Tan pronto como Amaya soltó esas palabras, los rostros de Diego y Leonor palidecieron.
La mirada altiva que Leonor tenía hace un segundo perdió toda su fuerza:
—¿Reni necesita un trasplante de médula?
Amaya no titubeó:
—Así es. Ustedes son sus familiares directos, por lo que tienen mayores probabilidades de ser compatibles. Ya que acabas de reconocer que por las venas de la niña corre sangre de los Muñoz, les pido que toda su familia se prepare para hacerse las pruebas. Quien resulte compatible, será el donante.
—Me imagino que no tendrán ningún problema con eso, ¿verdad?
Leonor se quedó muda, tragando saliva. Instintivamente, volteó a mirar a Diego.

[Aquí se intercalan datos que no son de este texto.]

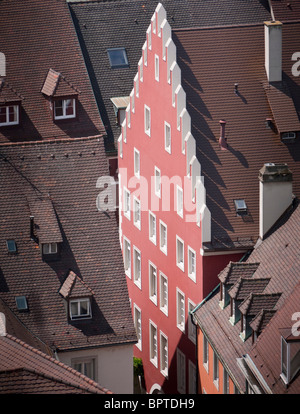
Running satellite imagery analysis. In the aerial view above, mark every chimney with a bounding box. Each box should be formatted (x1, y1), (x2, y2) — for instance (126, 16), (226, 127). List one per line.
(0, 52), (6, 78)
(258, 163), (293, 239)
(265, 20), (282, 82)
(219, 120), (228, 150)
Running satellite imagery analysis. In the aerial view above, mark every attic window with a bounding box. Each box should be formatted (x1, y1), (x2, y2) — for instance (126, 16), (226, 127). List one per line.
(107, 47), (129, 68)
(234, 199), (247, 214)
(0, 105), (19, 126)
(70, 298), (92, 320)
(6, 240), (17, 253)
(15, 296), (28, 311)
(54, 98), (76, 119)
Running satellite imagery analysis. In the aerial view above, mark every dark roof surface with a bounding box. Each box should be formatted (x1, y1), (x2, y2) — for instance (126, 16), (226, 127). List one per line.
(0, 0), (105, 142)
(172, 23), (300, 249)
(0, 334), (110, 394)
(0, 136), (136, 351)
(69, 0), (270, 151)
(194, 201), (300, 393)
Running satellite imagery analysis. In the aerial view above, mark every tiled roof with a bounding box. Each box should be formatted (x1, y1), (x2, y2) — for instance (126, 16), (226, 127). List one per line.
(172, 22), (300, 250)
(69, 0), (270, 154)
(218, 262), (259, 285)
(0, 334), (110, 394)
(193, 201), (300, 392)
(0, 0), (105, 142)
(0, 136), (136, 351)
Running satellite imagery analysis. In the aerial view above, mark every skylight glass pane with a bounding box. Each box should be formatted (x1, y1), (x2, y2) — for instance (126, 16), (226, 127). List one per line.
(16, 296), (28, 310)
(107, 47), (128, 68)
(6, 240), (17, 253)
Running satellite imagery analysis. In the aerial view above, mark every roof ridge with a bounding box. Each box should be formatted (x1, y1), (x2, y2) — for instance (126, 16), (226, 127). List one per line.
(6, 333), (110, 393)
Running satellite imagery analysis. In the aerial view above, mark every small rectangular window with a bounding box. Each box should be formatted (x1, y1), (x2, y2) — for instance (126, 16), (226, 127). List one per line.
(188, 246), (196, 282)
(176, 186), (183, 217)
(155, 55), (159, 82)
(159, 273), (168, 315)
(165, 122), (171, 154)
(43, 243), (57, 254)
(133, 304), (142, 350)
(123, 237), (131, 277)
(176, 289), (185, 332)
(159, 220), (168, 254)
(134, 148), (140, 178)
(176, 236), (184, 271)
(70, 298), (91, 320)
(0, 105), (19, 126)
(150, 321), (157, 367)
(149, 211), (156, 244)
(54, 98), (76, 119)
(133, 197), (141, 230)
(133, 247), (141, 288)
(149, 262), (157, 305)
(154, 167), (161, 198)
(145, 105), (151, 136)
(160, 332), (168, 377)
(107, 47), (129, 69)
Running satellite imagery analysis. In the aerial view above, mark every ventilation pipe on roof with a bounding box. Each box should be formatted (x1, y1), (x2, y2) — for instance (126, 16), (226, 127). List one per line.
(258, 163), (293, 239)
(219, 120), (228, 150)
(265, 21), (282, 82)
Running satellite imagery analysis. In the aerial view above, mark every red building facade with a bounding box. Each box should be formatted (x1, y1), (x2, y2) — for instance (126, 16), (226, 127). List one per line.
(119, 4), (241, 393)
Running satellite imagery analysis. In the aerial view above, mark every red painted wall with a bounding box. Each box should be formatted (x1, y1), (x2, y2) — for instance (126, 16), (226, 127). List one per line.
(119, 8), (246, 393)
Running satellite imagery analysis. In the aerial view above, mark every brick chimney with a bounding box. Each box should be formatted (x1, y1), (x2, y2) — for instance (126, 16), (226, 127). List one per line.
(258, 163), (293, 239)
(265, 21), (282, 82)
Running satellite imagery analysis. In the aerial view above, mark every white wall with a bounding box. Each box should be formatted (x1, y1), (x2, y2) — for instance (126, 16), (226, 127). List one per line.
(58, 345), (133, 394)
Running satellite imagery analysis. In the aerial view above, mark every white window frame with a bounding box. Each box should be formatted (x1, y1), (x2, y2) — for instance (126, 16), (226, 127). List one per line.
(176, 235), (184, 272)
(189, 359), (197, 394)
(123, 236), (131, 278)
(123, 187), (130, 220)
(149, 260), (157, 305)
(176, 288), (185, 332)
(154, 166), (161, 198)
(43, 243), (57, 254)
(176, 185), (183, 218)
(71, 357), (97, 381)
(154, 55), (159, 82)
(133, 148), (141, 178)
(133, 246), (142, 289)
(133, 303), (142, 350)
(187, 246), (196, 283)
(149, 320), (158, 368)
(53, 98), (76, 120)
(0, 105), (19, 126)
(132, 196), (141, 230)
(164, 121), (171, 154)
(159, 272), (169, 316)
(159, 220), (168, 255)
(213, 351), (219, 390)
(144, 105), (151, 137)
(149, 210), (156, 245)
(188, 299), (197, 344)
(176, 348), (186, 394)
(159, 331), (169, 378)
(69, 298), (92, 321)
(202, 334), (209, 372)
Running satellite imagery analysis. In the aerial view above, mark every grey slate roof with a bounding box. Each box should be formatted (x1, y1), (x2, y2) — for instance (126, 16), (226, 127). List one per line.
(68, 0), (270, 152)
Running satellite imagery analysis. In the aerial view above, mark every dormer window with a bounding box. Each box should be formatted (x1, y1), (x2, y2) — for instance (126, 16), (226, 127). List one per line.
(0, 105), (19, 126)
(70, 298), (92, 320)
(42, 243), (57, 254)
(53, 98), (76, 120)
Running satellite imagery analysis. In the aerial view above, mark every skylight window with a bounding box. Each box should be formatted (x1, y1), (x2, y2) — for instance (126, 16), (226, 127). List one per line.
(6, 240), (17, 253)
(15, 296), (28, 311)
(107, 47), (129, 68)
(234, 199), (247, 214)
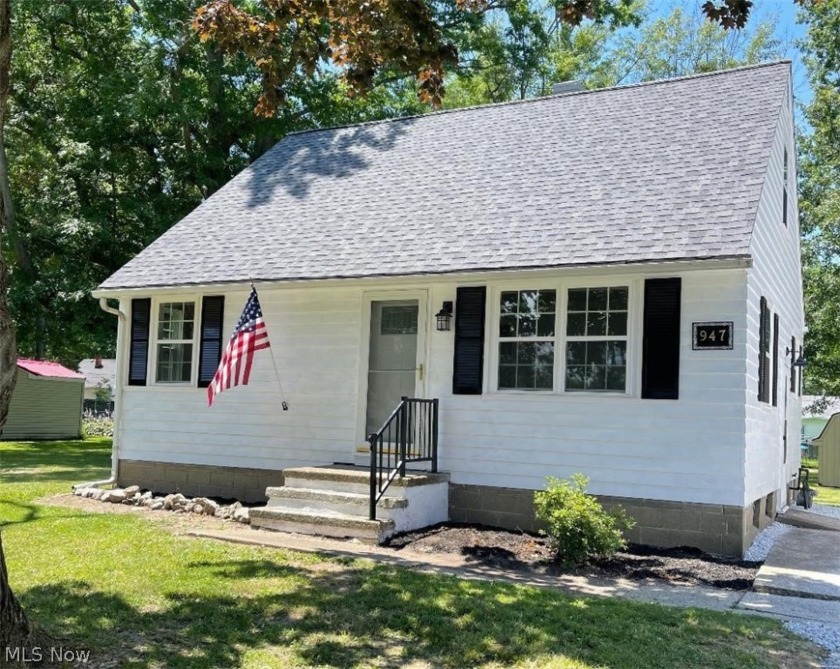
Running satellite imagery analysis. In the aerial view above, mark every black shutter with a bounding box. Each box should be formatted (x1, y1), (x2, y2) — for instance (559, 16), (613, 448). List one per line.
(198, 295), (225, 388)
(128, 298), (152, 386)
(452, 286), (487, 395)
(758, 297), (770, 402)
(772, 314), (779, 407)
(642, 279), (682, 400)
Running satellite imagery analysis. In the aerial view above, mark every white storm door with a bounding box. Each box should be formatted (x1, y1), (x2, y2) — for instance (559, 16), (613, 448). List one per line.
(365, 300), (422, 435)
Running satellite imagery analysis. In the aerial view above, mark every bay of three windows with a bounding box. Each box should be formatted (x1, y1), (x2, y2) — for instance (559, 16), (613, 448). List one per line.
(497, 286), (629, 393)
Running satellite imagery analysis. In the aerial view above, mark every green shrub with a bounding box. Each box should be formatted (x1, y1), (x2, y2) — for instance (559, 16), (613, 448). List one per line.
(534, 474), (635, 567)
(82, 416), (114, 437)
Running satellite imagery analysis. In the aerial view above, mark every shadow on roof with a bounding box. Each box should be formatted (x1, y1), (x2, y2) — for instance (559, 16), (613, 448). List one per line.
(243, 118), (417, 207)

Diego permaneció en su sitio. Sus ojos brillantes ocultaban una profunda conmoción, pero respondió con voz calmada:
—Está bien. Yo lo haré.
Leonor le tiró de la manga del traje casi de inmediato, haciéndole un gesto hacia la puerta para indicarle que necesitaban hablar a solas.
Diego entendió el mensaje y la siguió al pasillo.

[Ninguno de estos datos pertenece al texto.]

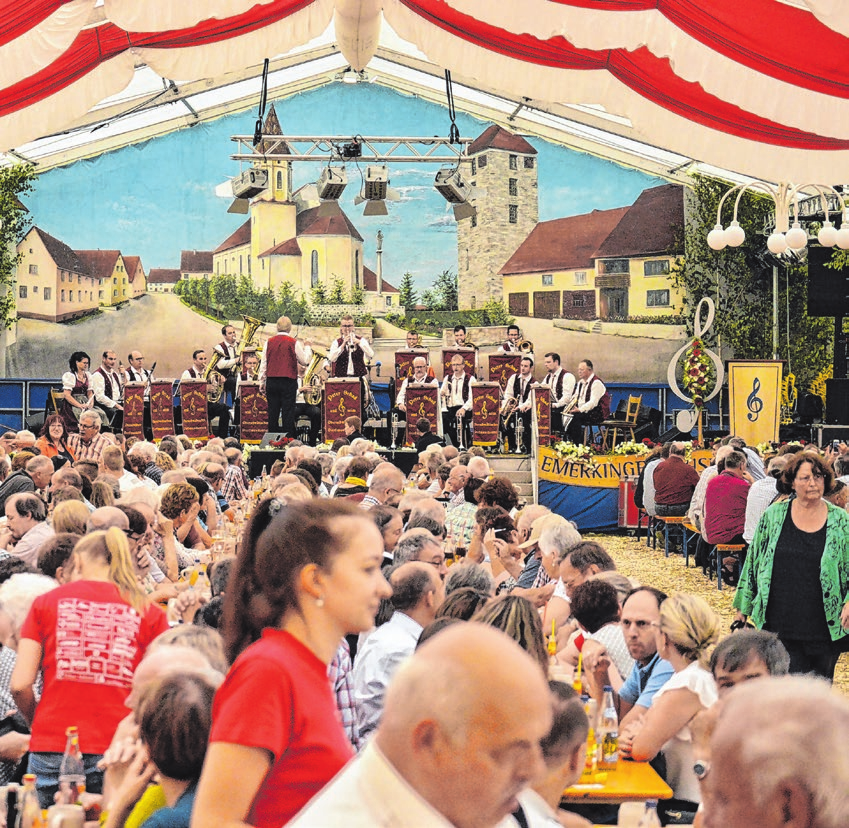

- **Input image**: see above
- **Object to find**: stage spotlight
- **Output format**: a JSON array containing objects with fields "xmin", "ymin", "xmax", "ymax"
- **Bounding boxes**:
[
  {"xmin": 354, "ymin": 165, "xmax": 401, "ymax": 216},
  {"xmin": 433, "ymin": 167, "xmax": 479, "ymax": 221},
  {"xmin": 316, "ymin": 167, "xmax": 348, "ymax": 201}
]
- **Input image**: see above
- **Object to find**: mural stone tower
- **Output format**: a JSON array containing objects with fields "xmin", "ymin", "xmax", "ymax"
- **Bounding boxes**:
[{"xmin": 457, "ymin": 124, "xmax": 539, "ymax": 309}]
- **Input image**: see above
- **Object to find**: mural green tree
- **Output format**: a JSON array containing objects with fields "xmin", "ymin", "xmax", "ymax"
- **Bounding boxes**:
[
  {"xmin": 398, "ymin": 271, "xmax": 418, "ymax": 310},
  {"xmin": 670, "ymin": 176, "xmax": 833, "ymax": 387},
  {"xmin": 0, "ymin": 164, "xmax": 37, "ymax": 330}
]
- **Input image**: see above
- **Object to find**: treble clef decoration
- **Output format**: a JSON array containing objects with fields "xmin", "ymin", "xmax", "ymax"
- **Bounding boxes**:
[
  {"xmin": 666, "ymin": 296, "xmax": 724, "ymax": 438},
  {"xmin": 746, "ymin": 377, "xmax": 764, "ymax": 423}
]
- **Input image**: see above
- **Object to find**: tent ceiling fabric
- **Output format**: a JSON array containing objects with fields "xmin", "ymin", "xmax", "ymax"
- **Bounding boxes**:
[{"xmin": 0, "ymin": 0, "xmax": 849, "ymax": 183}]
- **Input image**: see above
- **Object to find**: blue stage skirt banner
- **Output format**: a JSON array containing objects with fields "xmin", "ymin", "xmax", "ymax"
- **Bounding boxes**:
[{"xmin": 537, "ymin": 447, "xmax": 712, "ymax": 531}]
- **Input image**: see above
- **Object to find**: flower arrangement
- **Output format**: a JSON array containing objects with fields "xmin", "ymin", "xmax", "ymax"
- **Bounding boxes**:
[
  {"xmin": 611, "ymin": 440, "xmax": 652, "ymax": 455},
  {"xmin": 684, "ymin": 339, "xmax": 715, "ymax": 408},
  {"xmin": 551, "ymin": 440, "xmax": 597, "ymax": 466}
]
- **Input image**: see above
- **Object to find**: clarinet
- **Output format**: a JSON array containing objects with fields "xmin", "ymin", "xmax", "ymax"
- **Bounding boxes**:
[{"xmin": 513, "ymin": 410, "xmax": 525, "ymax": 454}]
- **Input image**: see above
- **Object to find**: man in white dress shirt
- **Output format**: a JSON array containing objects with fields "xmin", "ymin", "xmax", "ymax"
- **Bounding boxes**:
[
  {"xmin": 440, "ymin": 354, "xmax": 476, "ymax": 446},
  {"xmin": 327, "ymin": 316, "xmax": 374, "ymax": 377},
  {"xmin": 395, "ymin": 357, "xmax": 439, "ymax": 415},
  {"xmin": 542, "ymin": 351, "xmax": 575, "ymax": 434},
  {"xmin": 566, "ymin": 359, "xmax": 610, "ymax": 443},
  {"xmin": 352, "ymin": 561, "xmax": 445, "ymax": 740},
  {"xmin": 91, "ymin": 351, "xmax": 124, "ymax": 432},
  {"xmin": 501, "ymin": 357, "xmax": 534, "ymax": 452},
  {"xmin": 290, "ymin": 622, "xmax": 552, "ymax": 828}
]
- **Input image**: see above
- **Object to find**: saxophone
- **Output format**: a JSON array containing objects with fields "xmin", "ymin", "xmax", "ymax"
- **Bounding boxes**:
[
  {"xmin": 301, "ymin": 348, "xmax": 327, "ymax": 405},
  {"xmin": 203, "ymin": 350, "xmax": 224, "ymax": 403}
]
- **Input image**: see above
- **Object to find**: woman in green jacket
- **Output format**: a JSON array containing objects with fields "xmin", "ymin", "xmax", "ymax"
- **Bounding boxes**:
[{"xmin": 734, "ymin": 452, "xmax": 849, "ymax": 681}]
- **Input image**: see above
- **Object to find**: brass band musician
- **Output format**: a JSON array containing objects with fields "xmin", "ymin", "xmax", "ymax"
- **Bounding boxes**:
[
  {"xmin": 259, "ymin": 316, "xmax": 312, "ymax": 437},
  {"xmin": 440, "ymin": 354, "xmax": 477, "ymax": 448},
  {"xmin": 395, "ymin": 357, "xmax": 438, "ymax": 415},
  {"xmin": 496, "ymin": 325, "xmax": 522, "ymax": 354},
  {"xmin": 327, "ymin": 316, "xmax": 374, "ymax": 377},
  {"xmin": 501, "ymin": 357, "xmax": 534, "ymax": 452},
  {"xmin": 212, "ymin": 325, "xmax": 240, "ymax": 399},
  {"xmin": 542, "ymin": 351, "xmax": 575, "ymax": 433},
  {"xmin": 180, "ymin": 348, "xmax": 230, "ymax": 438}
]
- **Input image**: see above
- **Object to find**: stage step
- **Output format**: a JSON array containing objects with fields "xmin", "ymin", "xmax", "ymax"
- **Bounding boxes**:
[{"xmin": 487, "ymin": 456, "xmax": 536, "ymax": 504}]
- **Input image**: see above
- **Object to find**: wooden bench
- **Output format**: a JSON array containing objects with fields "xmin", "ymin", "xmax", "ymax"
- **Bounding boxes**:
[
  {"xmin": 713, "ymin": 543, "xmax": 746, "ymax": 589},
  {"xmin": 655, "ymin": 515, "xmax": 695, "ymax": 566}
]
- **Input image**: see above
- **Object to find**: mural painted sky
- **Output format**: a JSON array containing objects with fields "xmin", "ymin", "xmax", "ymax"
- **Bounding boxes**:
[{"xmin": 27, "ymin": 84, "xmax": 663, "ymax": 289}]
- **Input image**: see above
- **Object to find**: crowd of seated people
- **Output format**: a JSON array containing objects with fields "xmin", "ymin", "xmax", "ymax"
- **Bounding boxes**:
[{"xmin": 0, "ymin": 426, "xmax": 849, "ymax": 828}]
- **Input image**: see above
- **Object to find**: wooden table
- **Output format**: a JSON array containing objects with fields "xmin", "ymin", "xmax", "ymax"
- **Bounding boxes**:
[{"xmin": 563, "ymin": 759, "xmax": 672, "ymax": 805}]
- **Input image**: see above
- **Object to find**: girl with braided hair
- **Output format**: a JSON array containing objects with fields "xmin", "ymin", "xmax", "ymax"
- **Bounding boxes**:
[
  {"xmin": 631, "ymin": 592, "xmax": 720, "ymax": 824},
  {"xmin": 192, "ymin": 498, "xmax": 392, "ymax": 828}
]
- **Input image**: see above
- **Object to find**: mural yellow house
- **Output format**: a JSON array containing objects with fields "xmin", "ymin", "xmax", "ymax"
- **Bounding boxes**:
[
  {"xmin": 77, "ymin": 250, "xmax": 131, "ymax": 307},
  {"xmin": 500, "ymin": 184, "xmax": 684, "ymax": 320},
  {"xmin": 124, "ymin": 256, "xmax": 147, "ymax": 299},
  {"xmin": 16, "ymin": 227, "xmax": 100, "ymax": 322}
]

Amaya observó cómo se alejaban, y una sonrisa cargada de sarcasmo se dibujó en sus labios.
Sofía se acercó y le susurró al oído:
—Ami, pero si Reni no tiene... ¿no les estás mintiendo con todo esto?
Amaya soltó una risa fría:
—Créeme, al final nadie de su familia va a querer donar. Incluso si Diego quiere hacerlo, ellos moverán cielo y tierra para detenerlo.
Sofía pareció entender de golpe y asintió con firmeza:
—¡Tienes razón! Toda esa familia es egoísta hasta la médula. Si no se preocuparon por Reni cuando estaba sana, ¡menos lo harán ahora que creen que está enferma!
Romeo intervino en voz baja:
—Si alguien de ellos realmente acepta, puedo pedirle a los médicos que modifiquen los resultados. Claro, si es que hay algún valiente.